Emergência Radioativa

Deux jeunes hommes mettent la main sur l’appareil de radiothérapie

La mini-série brésilienne Emergência Radioativa (“Urgence radioactive”) traite de ce qui fut la plus grand accident radiologique de l’histoire, hors centrales nucléaires. Dans un institut de radiothérapie abandonné deux plus tôt, dans un quartier de Goiânia, au centre du Brésil, deux jeunes hommes découvrent un très lourd objet de métal qu’ils revendent à un ferrailleur. C’est en réalité un générateur de rayonnement qui contient une poudre de Césium 137, produit hautement radioactif. Le générateur contamine tous les espaces et les personnes qui l’approchent. Celles-ci contaminent à leur tour d’autres lieux et d’autres personnes, tout cela sans que personne ne se rende compte de la catastrophe en cours.

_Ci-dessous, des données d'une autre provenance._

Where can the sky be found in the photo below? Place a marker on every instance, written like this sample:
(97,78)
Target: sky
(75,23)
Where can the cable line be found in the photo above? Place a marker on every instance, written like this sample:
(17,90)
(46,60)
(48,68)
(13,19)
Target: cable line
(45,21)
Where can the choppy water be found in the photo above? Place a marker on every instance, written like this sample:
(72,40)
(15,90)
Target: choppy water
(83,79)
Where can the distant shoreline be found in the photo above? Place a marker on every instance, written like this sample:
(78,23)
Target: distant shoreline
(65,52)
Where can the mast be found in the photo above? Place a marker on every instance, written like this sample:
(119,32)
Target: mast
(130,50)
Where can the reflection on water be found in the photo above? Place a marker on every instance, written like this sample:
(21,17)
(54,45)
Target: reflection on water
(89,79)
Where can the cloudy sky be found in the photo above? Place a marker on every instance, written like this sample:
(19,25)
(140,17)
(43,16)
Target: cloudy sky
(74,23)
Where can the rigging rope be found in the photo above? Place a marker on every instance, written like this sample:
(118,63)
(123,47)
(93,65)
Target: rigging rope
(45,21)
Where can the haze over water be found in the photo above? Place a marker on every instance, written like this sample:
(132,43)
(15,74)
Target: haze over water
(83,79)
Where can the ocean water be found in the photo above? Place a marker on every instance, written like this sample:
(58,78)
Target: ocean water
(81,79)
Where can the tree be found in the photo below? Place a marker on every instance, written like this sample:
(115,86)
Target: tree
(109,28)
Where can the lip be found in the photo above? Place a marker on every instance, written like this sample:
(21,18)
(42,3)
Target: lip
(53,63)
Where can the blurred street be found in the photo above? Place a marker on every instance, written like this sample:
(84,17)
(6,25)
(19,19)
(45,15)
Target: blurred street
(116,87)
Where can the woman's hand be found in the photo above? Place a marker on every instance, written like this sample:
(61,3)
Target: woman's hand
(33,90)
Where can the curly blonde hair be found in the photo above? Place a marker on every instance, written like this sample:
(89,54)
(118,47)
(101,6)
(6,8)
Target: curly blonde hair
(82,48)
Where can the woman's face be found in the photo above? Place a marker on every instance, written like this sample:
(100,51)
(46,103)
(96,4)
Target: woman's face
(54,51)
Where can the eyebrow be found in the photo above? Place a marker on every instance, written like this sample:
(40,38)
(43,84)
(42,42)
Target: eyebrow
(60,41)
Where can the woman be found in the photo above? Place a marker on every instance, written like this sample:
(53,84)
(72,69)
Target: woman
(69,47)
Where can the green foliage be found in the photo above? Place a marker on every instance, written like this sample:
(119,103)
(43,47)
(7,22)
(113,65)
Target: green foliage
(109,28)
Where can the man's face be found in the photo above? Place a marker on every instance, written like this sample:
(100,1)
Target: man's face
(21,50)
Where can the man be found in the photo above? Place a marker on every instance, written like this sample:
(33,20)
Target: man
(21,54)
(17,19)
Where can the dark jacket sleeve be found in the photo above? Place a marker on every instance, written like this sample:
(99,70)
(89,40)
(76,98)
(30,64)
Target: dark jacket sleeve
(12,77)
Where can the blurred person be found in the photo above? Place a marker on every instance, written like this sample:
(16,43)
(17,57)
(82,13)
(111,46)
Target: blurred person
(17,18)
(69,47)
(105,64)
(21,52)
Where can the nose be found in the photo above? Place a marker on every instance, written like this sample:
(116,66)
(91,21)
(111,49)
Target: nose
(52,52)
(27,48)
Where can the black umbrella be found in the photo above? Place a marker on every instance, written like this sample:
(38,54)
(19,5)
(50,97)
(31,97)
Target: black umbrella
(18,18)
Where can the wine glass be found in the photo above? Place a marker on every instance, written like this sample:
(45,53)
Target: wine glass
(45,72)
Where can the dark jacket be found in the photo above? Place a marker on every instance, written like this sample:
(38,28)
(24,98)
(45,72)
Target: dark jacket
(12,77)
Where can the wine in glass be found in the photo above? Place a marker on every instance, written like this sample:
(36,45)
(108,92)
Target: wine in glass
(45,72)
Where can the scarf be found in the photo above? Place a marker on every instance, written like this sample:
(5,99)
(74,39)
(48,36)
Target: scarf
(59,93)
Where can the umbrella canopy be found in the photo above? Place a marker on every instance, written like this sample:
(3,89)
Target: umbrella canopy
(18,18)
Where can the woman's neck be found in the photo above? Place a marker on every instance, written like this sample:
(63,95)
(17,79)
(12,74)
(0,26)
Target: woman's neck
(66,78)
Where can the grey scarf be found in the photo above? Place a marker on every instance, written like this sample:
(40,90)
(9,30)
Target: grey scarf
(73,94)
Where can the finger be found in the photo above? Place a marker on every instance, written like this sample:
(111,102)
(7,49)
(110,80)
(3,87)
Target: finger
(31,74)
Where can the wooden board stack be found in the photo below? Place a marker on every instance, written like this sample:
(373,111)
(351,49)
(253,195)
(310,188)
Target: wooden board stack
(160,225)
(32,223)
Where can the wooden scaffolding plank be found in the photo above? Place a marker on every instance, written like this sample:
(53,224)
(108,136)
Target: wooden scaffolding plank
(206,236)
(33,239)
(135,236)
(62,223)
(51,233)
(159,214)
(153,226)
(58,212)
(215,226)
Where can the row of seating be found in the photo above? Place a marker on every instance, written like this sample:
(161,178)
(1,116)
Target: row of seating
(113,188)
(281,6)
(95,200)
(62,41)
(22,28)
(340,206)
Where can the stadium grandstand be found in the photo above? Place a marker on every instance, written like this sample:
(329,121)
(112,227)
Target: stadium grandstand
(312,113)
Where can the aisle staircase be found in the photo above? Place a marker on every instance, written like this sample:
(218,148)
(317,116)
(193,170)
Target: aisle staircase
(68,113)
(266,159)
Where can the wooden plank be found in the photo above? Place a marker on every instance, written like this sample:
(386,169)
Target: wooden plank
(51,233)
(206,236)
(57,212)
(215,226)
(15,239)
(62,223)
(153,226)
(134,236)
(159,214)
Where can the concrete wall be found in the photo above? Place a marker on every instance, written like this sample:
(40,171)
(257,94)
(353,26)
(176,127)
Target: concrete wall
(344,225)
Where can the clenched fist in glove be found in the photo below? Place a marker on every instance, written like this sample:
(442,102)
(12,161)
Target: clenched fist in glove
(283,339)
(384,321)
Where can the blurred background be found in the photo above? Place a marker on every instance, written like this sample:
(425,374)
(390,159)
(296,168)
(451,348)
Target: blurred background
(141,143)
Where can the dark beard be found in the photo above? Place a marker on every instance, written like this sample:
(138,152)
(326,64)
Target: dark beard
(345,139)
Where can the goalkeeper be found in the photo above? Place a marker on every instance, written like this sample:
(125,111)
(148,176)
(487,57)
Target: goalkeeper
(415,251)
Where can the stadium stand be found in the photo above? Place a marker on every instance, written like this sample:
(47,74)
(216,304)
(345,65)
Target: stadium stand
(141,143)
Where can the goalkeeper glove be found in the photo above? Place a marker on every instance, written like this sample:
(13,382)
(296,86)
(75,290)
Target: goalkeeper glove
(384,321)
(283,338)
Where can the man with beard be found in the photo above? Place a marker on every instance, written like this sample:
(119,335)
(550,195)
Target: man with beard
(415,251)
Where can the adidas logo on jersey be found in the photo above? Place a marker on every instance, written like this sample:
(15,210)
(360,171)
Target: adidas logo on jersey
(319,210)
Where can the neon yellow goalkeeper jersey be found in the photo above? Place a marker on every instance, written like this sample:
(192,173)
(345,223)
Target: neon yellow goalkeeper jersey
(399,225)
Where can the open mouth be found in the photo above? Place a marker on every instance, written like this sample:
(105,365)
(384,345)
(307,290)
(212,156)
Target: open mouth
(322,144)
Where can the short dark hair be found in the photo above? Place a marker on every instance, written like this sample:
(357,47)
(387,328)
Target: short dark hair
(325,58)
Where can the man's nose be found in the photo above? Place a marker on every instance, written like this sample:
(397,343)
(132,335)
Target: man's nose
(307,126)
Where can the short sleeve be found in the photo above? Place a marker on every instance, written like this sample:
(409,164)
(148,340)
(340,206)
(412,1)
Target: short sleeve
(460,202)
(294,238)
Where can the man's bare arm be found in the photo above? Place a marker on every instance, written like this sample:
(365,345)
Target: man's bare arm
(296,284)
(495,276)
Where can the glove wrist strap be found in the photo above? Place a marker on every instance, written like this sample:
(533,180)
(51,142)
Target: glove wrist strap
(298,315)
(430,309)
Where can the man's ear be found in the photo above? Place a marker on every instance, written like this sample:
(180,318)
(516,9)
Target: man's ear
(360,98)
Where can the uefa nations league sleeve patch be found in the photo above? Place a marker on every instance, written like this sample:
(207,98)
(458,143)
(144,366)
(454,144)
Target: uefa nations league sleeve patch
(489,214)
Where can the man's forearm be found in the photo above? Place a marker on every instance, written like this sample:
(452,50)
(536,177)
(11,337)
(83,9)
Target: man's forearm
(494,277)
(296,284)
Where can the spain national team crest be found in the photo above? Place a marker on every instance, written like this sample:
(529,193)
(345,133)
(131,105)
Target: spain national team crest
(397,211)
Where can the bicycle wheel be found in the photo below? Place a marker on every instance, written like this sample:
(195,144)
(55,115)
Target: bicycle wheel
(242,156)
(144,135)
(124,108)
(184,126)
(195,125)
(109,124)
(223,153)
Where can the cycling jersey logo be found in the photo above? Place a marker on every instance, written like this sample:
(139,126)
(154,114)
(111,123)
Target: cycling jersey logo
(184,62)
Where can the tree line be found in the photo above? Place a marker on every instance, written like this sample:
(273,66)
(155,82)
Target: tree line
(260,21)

Antônia (Ana Costa) vomit dans l’entrée du Centre de Vigilance Sanitaire. Le générateur radioactif est dans le sac que porte le jeune homme à droite, Raimundo (Victor Salomão).

Constatant que les employés de l’entrepôt tombent malades les uns après les autres et qu’elle-même souffre d’étranges « brûlures » sur le corps, Antônia, la femme du ferrailleur, et l’un des employés viennent déposer la « marmite », comme ils l’appellent, au Centre de Vigilance Sanitaire. Elle est hospitalisée dans la foulée. Un médecin rapproche son cas d’autres patients et comprend qu’une contamination radiologique est en cours. Il appelle Márcio, un étudiant en physique nucléaire de sa connaissance qui a le mérite d’être sur place. Il sera le héros de cette histoire.

Márcio (Johnny Massaro)

À partir de cet instant, une opération inédite de sauvegarde de la population et de traitement des victimes se met en place au pied levé, sous la houlette de Benny Davi Orenstein, le directeur du commissariat national à l’énergie nucléaire. Inédite parce que jamais un tel accident n’est survenu dans le monde et que personne n’a la moindre expérience dans ce domaine. Tout comme la série Tchernobyl nous avait permis de comprendre l’origine de l’accident nucléaire et de mesurer l’absence totale de moyens et de connaissances pour endiguer ses conséquences, Emergência Radioativa nous montre une population désemparée devant un mal qu’elle ne comprend pas et, pour certains, qu’elle refuse d’admettre, un gouverneur dépassé et des scientifiques tâtonnants devant ce qu’ils découvrent en le combattant.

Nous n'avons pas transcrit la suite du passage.